Although the court did not find a 4th Amendment violation in the case at hand, it did - citing its decision in Almeida-Amaral v. Gonzales, 461 F.3d 231 (2d Cir. 2006) - acknowledge that, under Lopez-Mendoza, exclusion of evidence would be appropriate if record evidence established an egregious violation that was fundamentally unfair or a violation that undermined the reliability of the evidence in dispute. The court also cited its decision earlier this year in Melnitsenko v. Mukasey, 517 F.3d 42 (2d Cir. 2008) for the proposition that a seizure that was not especially severe might nevertheless qualify as an egregious violation if the stop were based on race. The court left open the question of whether use of the INS Protocol in place - which used criteria including "Mestizo physical appearance" and choice of flight - would constitute an egregious violation warranting exclusion, declining to consider this question since petitioners had not been seized. The court noted:
In addition, although the IJ and IA both concluded that there was nothing unreasonable or egregious about the encounter between
petitioners and the immigration officials, the affidavit of the special agent in charge of the operation indicates that “[i]n determining who would be identified for questioning, the protocol dictated that
Agents look for passengers” who, inter alia, had a “Mestizo physical appearance.”

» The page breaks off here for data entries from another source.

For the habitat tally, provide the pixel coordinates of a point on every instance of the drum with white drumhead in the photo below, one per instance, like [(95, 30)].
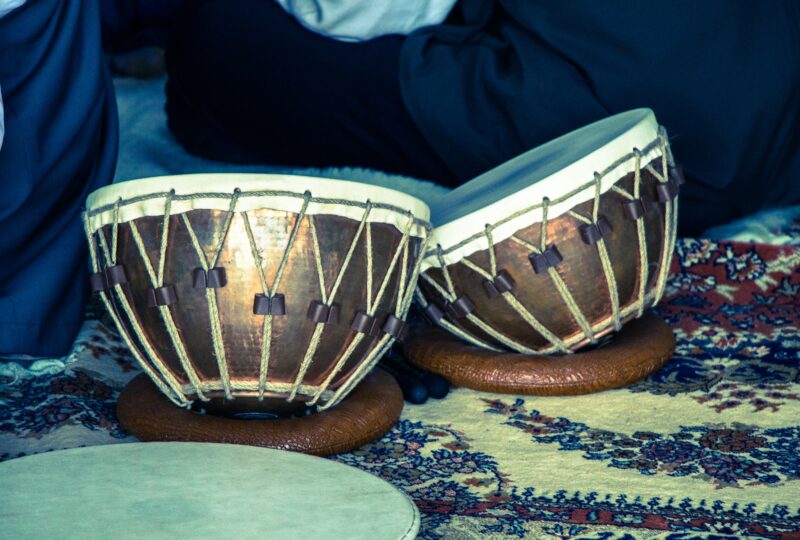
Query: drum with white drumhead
[(253, 290), (559, 246)]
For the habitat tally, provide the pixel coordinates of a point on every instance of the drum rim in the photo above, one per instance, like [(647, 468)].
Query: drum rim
[(612, 161), (144, 197)]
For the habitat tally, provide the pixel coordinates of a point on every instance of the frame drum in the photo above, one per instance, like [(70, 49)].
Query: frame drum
[(196, 491), (250, 291)]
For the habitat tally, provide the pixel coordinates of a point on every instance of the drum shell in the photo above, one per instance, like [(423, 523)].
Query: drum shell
[(581, 270), (242, 330)]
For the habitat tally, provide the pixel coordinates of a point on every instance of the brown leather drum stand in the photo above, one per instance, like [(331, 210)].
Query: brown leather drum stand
[(639, 349), (365, 415)]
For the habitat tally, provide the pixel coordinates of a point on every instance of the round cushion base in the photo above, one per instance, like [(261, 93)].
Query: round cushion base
[(362, 417), (639, 349)]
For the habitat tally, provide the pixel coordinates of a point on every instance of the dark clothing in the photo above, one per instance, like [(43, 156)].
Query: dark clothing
[(249, 84), (722, 76), (60, 144)]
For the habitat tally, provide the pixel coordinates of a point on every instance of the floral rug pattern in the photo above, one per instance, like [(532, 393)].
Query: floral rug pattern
[(708, 447)]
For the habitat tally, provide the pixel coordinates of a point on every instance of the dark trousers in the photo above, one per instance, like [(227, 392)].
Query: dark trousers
[(60, 144), (248, 84)]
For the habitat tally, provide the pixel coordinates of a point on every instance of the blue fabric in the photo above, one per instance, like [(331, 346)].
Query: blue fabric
[(504, 76), (61, 138)]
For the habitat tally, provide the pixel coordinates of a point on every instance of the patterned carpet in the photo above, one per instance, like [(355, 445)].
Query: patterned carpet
[(708, 447)]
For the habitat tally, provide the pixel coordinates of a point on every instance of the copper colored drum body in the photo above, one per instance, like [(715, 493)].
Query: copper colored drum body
[(529, 311), (365, 265)]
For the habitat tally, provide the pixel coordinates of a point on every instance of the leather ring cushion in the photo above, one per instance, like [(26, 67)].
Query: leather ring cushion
[(365, 415), (639, 349)]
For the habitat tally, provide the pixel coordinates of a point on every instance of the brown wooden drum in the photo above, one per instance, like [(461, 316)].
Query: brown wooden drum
[(259, 289), (560, 246)]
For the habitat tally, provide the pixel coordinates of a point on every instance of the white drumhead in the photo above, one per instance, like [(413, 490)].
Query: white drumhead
[(146, 197), (561, 167), (197, 491)]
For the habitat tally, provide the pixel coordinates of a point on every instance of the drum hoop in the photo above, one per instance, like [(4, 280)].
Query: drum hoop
[(505, 227)]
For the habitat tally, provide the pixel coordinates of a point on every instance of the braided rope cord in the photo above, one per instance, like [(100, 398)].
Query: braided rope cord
[(167, 382), (326, 298), (138, 331), (214, 319), (588, 330), (555, 342), (158, 378), (253, 194), (670, 219), (157, 280), (447, 325), (270, 291), (640, 232), (405, 285)]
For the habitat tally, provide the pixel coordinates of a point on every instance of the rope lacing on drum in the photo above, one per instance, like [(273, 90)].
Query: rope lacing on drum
[(156, 281), (670, 217), (164, 381), (163, 376), (217, 339), (367, 363), (644, 269), (556, 343), (271, 291), (602, 250)]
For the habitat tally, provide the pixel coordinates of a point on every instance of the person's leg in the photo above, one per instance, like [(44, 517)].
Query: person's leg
[(60, 144), (249, 84)]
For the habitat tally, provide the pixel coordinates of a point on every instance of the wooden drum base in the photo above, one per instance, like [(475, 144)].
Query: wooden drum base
[(639, 349), (365, 415)]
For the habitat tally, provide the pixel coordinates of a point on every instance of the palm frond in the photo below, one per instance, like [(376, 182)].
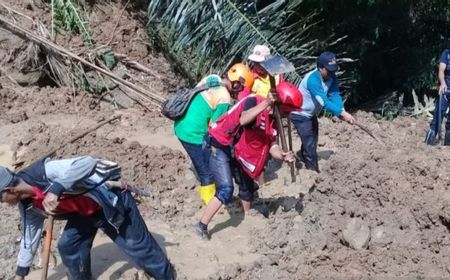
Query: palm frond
[(207, 36)]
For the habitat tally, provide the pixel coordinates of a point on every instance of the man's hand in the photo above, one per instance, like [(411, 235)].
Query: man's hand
[(50, 203), (347, 117), (289, 156), (442, 88)]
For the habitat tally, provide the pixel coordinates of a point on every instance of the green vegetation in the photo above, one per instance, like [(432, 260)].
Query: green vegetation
[(66, 17), (384, 46)]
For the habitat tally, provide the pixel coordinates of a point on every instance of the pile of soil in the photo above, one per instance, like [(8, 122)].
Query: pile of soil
[(394, 190)]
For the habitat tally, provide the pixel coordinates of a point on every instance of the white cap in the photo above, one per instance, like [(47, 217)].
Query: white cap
[(260, 53)]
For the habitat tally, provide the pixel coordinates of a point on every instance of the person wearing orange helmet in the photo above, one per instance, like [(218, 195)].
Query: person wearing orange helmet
[(239, 144), (207, 106), (261, 85)]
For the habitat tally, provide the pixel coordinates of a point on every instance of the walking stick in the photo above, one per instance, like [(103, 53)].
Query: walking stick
[(47, 246), (277, 65), (284, 146), (439, 121)]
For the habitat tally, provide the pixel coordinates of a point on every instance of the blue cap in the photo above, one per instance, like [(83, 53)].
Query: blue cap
[(328, 60), (6, 178)]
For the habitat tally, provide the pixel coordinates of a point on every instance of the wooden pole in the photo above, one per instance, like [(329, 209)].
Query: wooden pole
[(277, 114), (47, 247), (157, 100), (73, 139)]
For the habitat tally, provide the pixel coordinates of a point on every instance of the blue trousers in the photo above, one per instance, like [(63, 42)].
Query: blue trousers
[(435, 125), (133, 238), (308, 130), (200, 159), (224, 168)]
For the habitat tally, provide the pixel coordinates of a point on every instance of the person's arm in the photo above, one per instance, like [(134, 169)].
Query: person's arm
[(277, 153), (220, 110), (441, 76), (244, 93), (222, 105), (250, 114), (315, 87), (332, 102), (32, 232)]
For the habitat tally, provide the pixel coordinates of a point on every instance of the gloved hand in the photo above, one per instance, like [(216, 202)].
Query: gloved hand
[(207, 193)]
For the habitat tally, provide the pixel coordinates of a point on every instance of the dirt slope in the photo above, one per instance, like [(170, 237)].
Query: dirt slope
[(398, 191)]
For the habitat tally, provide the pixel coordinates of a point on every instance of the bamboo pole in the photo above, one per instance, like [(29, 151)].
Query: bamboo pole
[(157, 100)]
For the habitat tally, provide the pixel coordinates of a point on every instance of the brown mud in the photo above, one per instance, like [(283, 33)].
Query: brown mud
[(397, 190)]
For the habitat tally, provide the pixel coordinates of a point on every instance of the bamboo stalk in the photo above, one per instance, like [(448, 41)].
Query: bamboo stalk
[(54, 47), (73, 139)]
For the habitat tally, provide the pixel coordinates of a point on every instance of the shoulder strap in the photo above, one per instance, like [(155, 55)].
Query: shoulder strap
[(207, 86)]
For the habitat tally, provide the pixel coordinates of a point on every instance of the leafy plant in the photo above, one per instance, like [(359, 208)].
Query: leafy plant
[(66, 18), (209, 36)]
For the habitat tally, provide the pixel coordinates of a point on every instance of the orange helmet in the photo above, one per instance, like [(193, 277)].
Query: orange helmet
[(290, 97), (241, 73)]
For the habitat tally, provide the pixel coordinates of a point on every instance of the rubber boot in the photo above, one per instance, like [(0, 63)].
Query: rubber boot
[(207, 193), (447, 138), (430, 138)]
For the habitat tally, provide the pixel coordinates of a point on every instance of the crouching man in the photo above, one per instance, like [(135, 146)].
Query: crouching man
[(75, 190)]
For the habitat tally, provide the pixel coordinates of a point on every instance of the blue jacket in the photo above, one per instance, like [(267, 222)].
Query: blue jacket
[(318, 94), (445, 58), (73, 175)]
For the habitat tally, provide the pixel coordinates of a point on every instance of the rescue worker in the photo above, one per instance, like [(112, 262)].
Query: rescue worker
[(71, 189), (207, 107), (442, 102), (261, 85), (239, 144), (320, 90)]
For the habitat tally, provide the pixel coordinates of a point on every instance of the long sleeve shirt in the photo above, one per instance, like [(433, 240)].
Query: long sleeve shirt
[(318, 94)]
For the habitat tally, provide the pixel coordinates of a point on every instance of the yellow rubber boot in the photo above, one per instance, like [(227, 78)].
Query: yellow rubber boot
[(207, 193)]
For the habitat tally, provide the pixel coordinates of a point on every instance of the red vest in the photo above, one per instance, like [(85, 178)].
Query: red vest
[(252, 147)]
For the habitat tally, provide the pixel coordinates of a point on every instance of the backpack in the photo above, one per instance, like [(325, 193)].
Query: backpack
[(175, 107)]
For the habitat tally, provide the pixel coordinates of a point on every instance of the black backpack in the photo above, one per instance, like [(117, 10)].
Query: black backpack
[(175, 107)]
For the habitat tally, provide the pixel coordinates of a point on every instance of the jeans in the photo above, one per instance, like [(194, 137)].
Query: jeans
[(308, 130), (133, 238), (224, 168), (435, 125), (200, 159)]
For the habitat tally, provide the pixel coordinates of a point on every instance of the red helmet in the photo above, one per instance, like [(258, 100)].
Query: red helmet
[(289, 96)]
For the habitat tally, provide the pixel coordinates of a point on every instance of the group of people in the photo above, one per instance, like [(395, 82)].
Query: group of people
[(232, 143), (228, 131)]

The 2nd Circuit considered this PFR in which petitioner argued that the procedure for reinstating a prior order of removal (1) is not authorized by statute, and (2) violated his right to due process. The court disposed of both claims, relying heavily on its decision earlier this year in Garcia-Villeda v. Mukasey, 531 F.3d 141 (2nd Cir. 2008). In addition to citing Garcia-Villeda, the court held that petitioner here, who had elected not to contest the predicate facts underlying the reinstatement order before the agency or in his petition (rather than conceding them as had the petitioner in Garcia-Villeda), could not claim that the procedures in place violated his due process rights. Petition for review denied.